Ces derniers mois, les autorités palestiniennes basées à Ramallah ont été accusées de corruptions dans plusieurs affaires, notamment en ce qui concerne la nomination de proches de hauts responsables palestiniens à des postes haut placés. À la suite de ces allégations, des militants palestiniens ont organisé le « Comité de coordination pour les mouvements populaires », qui regroupe plusieurs mouvements associatifs de plusieurs villes de Cisjordanie occupée.

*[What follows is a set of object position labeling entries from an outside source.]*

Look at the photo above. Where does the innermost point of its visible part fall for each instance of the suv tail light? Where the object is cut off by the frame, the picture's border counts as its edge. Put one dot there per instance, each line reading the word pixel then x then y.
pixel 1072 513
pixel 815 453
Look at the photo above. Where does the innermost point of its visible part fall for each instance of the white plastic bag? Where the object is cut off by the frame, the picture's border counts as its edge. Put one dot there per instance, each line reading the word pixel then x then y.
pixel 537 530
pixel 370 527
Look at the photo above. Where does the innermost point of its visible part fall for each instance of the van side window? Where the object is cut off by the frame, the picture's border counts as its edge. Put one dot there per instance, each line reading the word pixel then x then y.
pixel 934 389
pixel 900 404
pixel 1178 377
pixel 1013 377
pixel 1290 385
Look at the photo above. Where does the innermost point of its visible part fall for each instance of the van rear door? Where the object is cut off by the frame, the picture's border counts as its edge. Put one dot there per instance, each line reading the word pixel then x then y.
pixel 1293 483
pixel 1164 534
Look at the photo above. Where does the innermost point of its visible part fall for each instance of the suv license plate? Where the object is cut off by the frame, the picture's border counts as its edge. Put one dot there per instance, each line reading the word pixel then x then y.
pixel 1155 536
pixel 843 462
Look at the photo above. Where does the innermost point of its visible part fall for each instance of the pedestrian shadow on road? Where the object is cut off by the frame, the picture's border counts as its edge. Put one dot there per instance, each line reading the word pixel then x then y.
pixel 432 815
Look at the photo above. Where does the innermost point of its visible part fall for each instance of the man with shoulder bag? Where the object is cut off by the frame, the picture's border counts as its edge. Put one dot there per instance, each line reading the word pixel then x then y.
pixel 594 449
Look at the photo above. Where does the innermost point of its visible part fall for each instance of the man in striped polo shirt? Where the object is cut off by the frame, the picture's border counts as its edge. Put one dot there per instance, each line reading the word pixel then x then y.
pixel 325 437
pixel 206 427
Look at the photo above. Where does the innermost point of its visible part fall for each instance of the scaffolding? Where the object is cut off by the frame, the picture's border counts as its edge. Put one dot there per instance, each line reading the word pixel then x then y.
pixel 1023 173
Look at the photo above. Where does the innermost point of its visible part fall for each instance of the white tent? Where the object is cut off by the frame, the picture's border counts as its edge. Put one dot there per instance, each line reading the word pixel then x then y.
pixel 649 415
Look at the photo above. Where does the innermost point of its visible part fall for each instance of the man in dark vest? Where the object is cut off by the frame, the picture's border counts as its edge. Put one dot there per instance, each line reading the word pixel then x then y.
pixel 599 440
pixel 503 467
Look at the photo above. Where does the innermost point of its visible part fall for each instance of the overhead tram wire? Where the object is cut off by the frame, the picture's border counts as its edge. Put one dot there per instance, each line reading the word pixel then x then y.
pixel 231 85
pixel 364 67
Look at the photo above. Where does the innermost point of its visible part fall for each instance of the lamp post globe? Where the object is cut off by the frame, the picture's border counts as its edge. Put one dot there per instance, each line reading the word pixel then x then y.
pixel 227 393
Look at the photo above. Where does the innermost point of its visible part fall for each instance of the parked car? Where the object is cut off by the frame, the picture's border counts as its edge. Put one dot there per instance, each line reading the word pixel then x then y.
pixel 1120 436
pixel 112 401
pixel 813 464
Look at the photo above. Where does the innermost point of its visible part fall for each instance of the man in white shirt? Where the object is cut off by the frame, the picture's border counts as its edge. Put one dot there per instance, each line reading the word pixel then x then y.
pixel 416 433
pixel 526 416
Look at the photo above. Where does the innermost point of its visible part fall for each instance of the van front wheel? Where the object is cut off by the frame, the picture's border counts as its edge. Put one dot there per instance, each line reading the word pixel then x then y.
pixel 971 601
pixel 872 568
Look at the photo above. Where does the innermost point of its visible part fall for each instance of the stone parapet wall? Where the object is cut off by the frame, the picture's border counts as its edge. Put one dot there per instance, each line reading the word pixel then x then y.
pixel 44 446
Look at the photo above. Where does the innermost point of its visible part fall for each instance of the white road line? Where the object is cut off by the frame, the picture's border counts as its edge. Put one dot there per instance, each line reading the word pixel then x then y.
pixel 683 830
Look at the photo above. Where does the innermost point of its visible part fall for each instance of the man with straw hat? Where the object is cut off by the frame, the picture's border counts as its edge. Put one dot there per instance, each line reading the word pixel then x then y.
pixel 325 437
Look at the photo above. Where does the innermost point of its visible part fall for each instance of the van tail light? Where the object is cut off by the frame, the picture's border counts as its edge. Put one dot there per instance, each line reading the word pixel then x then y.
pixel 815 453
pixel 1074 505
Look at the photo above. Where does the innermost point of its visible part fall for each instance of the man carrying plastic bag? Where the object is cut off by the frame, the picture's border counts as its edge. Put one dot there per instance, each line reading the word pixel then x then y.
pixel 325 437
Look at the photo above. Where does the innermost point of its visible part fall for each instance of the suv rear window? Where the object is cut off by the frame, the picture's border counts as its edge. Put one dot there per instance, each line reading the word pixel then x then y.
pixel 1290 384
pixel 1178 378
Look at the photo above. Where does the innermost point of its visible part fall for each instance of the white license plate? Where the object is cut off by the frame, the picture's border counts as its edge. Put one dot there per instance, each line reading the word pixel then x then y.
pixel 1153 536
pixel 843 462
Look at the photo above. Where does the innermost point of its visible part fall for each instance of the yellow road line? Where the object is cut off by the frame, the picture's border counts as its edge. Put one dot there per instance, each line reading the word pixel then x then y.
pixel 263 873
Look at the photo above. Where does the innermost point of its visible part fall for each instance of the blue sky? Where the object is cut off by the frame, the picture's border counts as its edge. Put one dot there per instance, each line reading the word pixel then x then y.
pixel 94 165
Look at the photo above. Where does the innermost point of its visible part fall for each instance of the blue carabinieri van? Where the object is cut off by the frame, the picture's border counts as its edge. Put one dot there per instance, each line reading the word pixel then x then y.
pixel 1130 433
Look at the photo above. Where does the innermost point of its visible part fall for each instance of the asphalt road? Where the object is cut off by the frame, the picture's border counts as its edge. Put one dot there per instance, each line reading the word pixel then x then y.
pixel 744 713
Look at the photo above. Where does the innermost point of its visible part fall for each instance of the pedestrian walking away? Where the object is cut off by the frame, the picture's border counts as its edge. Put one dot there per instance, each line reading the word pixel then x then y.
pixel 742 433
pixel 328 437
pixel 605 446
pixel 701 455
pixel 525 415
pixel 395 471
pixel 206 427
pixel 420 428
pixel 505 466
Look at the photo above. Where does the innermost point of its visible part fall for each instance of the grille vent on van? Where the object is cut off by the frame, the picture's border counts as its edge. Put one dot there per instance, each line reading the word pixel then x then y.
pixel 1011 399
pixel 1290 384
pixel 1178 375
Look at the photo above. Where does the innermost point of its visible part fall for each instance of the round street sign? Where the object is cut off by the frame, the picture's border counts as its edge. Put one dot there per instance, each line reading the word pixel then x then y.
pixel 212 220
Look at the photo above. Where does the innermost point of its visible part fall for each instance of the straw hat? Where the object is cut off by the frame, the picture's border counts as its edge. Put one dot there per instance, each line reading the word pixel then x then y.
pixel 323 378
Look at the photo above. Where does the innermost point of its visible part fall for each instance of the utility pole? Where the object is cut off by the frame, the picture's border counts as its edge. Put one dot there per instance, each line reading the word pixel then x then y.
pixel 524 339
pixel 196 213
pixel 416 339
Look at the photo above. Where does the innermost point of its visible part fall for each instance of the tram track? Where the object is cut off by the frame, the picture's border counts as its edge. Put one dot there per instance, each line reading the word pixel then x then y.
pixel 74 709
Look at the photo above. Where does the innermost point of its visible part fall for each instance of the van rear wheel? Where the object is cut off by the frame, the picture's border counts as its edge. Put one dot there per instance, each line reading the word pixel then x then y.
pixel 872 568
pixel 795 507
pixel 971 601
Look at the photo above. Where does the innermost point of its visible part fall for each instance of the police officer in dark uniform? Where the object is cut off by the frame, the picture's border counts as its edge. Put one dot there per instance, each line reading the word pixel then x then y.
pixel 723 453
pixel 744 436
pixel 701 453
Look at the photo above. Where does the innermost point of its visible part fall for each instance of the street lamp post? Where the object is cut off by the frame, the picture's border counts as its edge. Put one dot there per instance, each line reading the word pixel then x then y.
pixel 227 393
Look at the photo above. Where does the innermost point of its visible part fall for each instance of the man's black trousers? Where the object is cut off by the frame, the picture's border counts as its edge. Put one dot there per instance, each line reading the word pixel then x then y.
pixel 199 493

Cette organisation a défini plusieurs objectifs, dont l’amélioration de la transparence, la séparation des pouvoirs au sein du gouvernement, la contestation du népotisme au sein des autorités palestiniennes, et la dénonciation des cas de corruption et d’abus de pouvoir dans les secteurs public et privé.
Début juin 2020, le tribunal de première instance de Ramallah a inculpé quatre militants anticorruption appartenant à cette organisation de « diffamation » à l’égard de la Société palestinienne des télécommunications. Ces quatre militants sont : Jasser Jaser, Jihad Abdou, Izz al-Din Za’aloul et Musa al Qasiya. Selon Lawyers for Justice, une organisations d’avocats qui représente les quatre hommes, ces militants sont des membres de la Coalition pour un secteur palestinien des télécommunications équitable, qui a lancé en 2017 la campagne Bekafi ya shirikat alitisalat. Les quatre militants ont par la suite été libérés sous caution.

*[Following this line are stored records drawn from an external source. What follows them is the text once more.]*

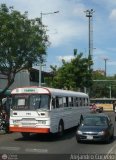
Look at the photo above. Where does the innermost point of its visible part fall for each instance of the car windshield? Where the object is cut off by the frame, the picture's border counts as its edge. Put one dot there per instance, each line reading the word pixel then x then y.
pixel 95 121
pixel 30 102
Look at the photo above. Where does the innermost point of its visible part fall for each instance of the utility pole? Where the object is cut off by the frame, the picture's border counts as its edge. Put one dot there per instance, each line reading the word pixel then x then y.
pixel 105 59
pixel 40 64
pixel 89 15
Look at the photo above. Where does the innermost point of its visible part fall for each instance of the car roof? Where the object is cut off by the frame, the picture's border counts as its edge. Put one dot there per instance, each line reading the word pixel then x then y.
pixel 97 115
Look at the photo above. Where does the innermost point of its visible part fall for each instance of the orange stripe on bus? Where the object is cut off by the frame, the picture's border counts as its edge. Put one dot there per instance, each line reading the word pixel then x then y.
pixel 32 130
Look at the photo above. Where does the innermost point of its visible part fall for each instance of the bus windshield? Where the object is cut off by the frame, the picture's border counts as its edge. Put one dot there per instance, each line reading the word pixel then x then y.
pixel 30 102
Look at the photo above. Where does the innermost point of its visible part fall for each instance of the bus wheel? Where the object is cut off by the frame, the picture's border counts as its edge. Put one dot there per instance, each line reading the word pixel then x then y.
pixel 25 135
pixel 60 129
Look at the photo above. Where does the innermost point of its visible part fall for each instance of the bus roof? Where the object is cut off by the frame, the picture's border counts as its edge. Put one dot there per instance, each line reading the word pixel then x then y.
pixel 46 90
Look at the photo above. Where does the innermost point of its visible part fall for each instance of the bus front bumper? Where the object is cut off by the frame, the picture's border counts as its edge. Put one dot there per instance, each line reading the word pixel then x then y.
pixel 29 129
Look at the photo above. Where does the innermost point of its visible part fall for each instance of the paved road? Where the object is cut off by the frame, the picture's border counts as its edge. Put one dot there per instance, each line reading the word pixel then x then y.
pixel 14 145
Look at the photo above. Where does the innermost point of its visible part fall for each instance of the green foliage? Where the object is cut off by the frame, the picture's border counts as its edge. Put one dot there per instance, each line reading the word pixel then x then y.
pixel 72 75
pixel 23 42
pixel 103 88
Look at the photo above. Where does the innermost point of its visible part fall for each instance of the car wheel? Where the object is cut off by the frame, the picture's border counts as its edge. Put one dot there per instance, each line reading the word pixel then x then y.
pixel 25 135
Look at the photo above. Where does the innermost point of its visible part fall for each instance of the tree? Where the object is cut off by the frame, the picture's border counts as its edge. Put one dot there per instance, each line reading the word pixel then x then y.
pixel 73 75
pixel 23 42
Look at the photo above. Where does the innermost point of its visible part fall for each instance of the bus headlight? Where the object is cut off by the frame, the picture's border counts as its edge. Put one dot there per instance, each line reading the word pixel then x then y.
pixel 79 132
pixel 101 133
pixel 41 121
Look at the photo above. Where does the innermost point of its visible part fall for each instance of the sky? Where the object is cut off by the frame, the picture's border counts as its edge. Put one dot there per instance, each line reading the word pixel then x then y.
pixel 68 29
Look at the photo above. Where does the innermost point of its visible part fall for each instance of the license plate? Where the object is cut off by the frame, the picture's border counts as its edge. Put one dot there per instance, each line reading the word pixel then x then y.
pixel 89 137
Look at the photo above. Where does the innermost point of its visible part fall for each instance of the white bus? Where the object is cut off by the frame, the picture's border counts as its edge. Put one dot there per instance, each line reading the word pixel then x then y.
pixel 46 110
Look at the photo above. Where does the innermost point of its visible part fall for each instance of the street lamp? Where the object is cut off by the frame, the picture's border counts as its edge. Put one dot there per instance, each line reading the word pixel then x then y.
pixel 105 59
pixel 40 65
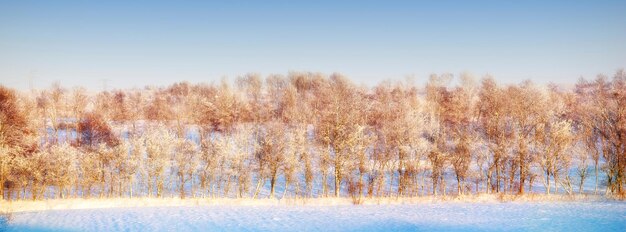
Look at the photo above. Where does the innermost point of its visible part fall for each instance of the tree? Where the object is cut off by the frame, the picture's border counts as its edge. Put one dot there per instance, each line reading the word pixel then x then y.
pixel 186 159
pixel 16 135
pixel 159 146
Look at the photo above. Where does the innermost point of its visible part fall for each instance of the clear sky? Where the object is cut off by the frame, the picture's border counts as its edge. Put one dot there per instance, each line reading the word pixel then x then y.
pixel 138 43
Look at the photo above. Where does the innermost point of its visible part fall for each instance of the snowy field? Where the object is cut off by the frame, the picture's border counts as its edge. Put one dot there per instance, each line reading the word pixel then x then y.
pixel 437 216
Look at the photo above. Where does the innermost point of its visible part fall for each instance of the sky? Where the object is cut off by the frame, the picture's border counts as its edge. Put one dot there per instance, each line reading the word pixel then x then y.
pixel 128 44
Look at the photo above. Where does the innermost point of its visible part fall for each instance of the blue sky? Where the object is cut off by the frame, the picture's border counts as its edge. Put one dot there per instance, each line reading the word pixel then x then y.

Le 7 juillet, les forces de sécurité palestiniennes ont arrêté un des dirigeants du « Comité de coordination pour les mouvements populaires », Fayez Swaity, peu après qu’il eut dénoncé sur les réseaux sociaux la distribution non équitable de l’aide financière aux Palestiniens. Selon Lawyers for Justice, Fayez Swaity a été placé en détention par des agents des forces de sécurité palestiniennes qui ont effectué une descente à son domicile à Dura, une ville proche d’Hébron. Il a été libéré sous caution le 13 juillet.
Le 15 juillet, le « Comité de coordination pour les mouvements populaires » a appelé à manifester pacifiquement dans la ville de Ramallah, en Cisjordanie, le 19 juillet. Plusieurs militants anticorruption ont organisé un rassemblement sur le thème « Trop c’est trop » dans le cadre de la campagne contre la corruption endémique des autorités palestiniennes. Peu avant l’heure fixée pour le début de la manifestation , vers 17 h 30, les forces palestiniennes basées à Ramallah ont été déployées sur la place al Manara, dans le centre de Ramallah. Les forces palestiniennes ont arrêté 19 des militants qui participaient à la manifestation peu après le début de ce mouvement de protestation.
D’éminents militants anticorruption ont ainsi été arrêtés, dont Fayez Swaity, arrêté pour la deuxième fois. Selon Lawyers for Justice, les 19 militants ont été emmenés dans un centre de détention de la direction de la police de Ramallah. Trois de ces personnes ont été relâchées, mais les 16 autres ont été présentées devant le parquet le 20 juillet, et inculpées de « rassemblement illégal » et de « violation des dispositions de l’état d’urgence ». Six d’entre elles ont été remises en liberté et les dix autres ont été maintenues en détention. Le 22 juillet, le tribunal de première instance de Ramallah a prolongé de 15 jours la détention des 10 militants. Le 23 juillet, le tribunal a rejeté une demande de libération sous caution des détenus. La prochaine audience aura lieu le 5 août 2020.
Amnesty International a recueilli des informations indiquant que les forces palestiniennes en Cisjordanie et à Gaza continuent d’arrêter arbitrairement des personnes qui manifestent pacifiquement ou expriment des critiques envers les deux autorités. Parmi les personnes appréhendées et détenues se trouvent des journalistes, des étudiant.e.s, des personnes critiques à l’égard des autorités et des défenseur.e.s des droits humains. Amnesty International constate avec inquiétude que nombre de ces arrestations sont arbitraires et que les procédures judiciaires ne sont pas conformes aux normes relatives aux procès équitables.
De plus, Amnesty International s’inquiète vivement de l’utilisation systématique de la torture et des mauvais traitements contre les détenus par les forces de sécurité palestiniennes, en toute impunité, alors que l’État de Palestine a adhéré au Protocole facultatif se rapportant à la Convention contre la torture le 29 décembre 2017.
Ces arrestations vont à l’encontre des mesures louables qui ont été prises par les autorités palestiniennes en Cisjordanie et dans la bande de Gaza pour libérer des personnes emprisonnées ou détenues, dans le cadre de leur riposte face à la crise sanitaire. Elles s’inscrivent en outre dans un contexte de violations préexistantes et systématiques du droit à la liberté d’expression commises par les autorités palestiniennes.